2. RM Forging – Forging method exclusively developed Rays Engineering. Finishing of designed parts on the wheel is completed during this process.
3. Cold Spinning – Width of wheel is constructed during this process with a high-speed spinning machine.
4. Heat Treatment – Wheel is quickly heated then immediately cooled down with a solution to form a strong structure for the wheel.
5. Machine Work – Special cutting device used to improve roundness of the wheel.
6. Shot Blast – This process smooths the surface of the wheel to prepare of aesthetic finishing.
7. Surface Finishing – Various chemicals are used to prevent corrosion and protect the surface of the wheel

==Products==
- Volk Racing – Flagship forged sport wheels brand name of Rays Engineering.

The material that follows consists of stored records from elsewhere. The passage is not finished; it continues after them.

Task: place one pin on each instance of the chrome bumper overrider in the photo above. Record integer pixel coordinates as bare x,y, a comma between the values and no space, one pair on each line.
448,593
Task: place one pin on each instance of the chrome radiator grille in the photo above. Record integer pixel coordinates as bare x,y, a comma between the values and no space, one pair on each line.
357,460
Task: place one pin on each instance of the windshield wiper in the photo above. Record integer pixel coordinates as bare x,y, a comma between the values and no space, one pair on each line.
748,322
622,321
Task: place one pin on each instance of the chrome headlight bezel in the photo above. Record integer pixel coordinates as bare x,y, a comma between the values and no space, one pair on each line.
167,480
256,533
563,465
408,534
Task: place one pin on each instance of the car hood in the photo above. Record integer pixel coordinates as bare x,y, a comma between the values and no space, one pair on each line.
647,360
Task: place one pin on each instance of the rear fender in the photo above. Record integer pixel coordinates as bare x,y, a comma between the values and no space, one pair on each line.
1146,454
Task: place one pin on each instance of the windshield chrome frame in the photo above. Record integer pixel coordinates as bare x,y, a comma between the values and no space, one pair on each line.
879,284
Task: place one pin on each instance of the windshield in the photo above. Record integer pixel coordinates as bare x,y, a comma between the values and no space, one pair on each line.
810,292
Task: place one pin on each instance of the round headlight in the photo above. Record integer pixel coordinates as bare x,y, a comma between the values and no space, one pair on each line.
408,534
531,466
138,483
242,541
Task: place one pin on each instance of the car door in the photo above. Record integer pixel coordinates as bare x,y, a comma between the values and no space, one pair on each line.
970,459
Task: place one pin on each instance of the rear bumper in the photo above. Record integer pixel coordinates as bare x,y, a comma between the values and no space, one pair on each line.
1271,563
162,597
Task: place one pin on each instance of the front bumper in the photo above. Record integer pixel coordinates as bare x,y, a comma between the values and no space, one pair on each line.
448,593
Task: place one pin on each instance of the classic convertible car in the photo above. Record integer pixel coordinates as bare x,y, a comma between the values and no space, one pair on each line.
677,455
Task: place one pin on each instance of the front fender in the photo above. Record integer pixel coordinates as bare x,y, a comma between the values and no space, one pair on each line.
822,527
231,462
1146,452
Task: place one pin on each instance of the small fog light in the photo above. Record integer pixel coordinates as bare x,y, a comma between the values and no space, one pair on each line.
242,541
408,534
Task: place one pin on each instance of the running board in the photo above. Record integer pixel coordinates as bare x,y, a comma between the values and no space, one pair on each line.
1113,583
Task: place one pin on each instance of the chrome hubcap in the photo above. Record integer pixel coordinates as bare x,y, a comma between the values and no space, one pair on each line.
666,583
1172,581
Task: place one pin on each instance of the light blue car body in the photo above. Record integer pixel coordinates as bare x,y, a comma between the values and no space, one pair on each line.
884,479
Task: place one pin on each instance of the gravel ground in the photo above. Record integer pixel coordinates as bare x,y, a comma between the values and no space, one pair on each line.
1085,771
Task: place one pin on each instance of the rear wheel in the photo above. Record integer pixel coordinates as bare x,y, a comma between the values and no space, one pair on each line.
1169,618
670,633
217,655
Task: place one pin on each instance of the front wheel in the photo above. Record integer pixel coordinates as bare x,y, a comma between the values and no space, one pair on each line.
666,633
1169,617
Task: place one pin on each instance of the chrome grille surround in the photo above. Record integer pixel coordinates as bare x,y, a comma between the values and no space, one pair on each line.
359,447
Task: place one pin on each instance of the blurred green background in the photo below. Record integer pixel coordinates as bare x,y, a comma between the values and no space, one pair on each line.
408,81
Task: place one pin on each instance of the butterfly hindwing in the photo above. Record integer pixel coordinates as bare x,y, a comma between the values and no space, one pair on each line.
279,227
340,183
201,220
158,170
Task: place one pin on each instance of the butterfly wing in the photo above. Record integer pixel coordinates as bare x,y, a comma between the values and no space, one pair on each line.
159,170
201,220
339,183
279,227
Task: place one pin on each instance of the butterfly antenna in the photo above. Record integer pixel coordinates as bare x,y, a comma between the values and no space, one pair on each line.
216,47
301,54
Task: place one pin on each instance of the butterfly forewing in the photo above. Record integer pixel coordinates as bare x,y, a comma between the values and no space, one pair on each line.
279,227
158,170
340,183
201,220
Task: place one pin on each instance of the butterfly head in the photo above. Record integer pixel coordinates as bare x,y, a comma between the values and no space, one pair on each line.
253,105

- Gram Lights – Lightweight wheels manufactured through casting process.
- Eco Drive Gear – Lightweight wheels focused on being eco friendly.
- 57 Motor Sport – Cast racing wheels used in World Touring Car Championship and British Touring Car Championship.
- Versus – Fashion brand of wheels with influences from European styling.
- G-Games – Wheels used in the JDM scene with influences from American styling.
- Daytona – Performance wheels produced for Japanese kei cars.
- Black Fleet – Japan's dress-up culture for the sedan scene brings the newest design with a tuner taste.
- Garcia – Wheels bringing in the latest design trends for vans and kei cars.
- A/X RePLA/Y – The Arthur Exchange brand is revamped from 2010 with fresh new design wheels.
- Vesta
- Sebring – also the Japanese distributor for its exhaust pipes
They are the current wheel suppliers to winning factory race teams of Nissan, Honda, Toyota, and Mazda in racing series such as Super GT, Japanese Touring Car Championship (JTCC), British Touring Car Championship (BTCC), Formula Nippon, Formula D, and Formula One. Their Volk Racing wheels are popular with owners of sport compact and import cars on the race and show circuits.

Rays Engineering also manufactures wheels for car manufacturers' in-house tuning teams such as Nismo, Ralliart, STi, Mazdaspeed and Toyota Racing Development and also supply wheels to Williams Formula One team as well as the cars that appeared in The Fast and the Furious: Tokyo Drift.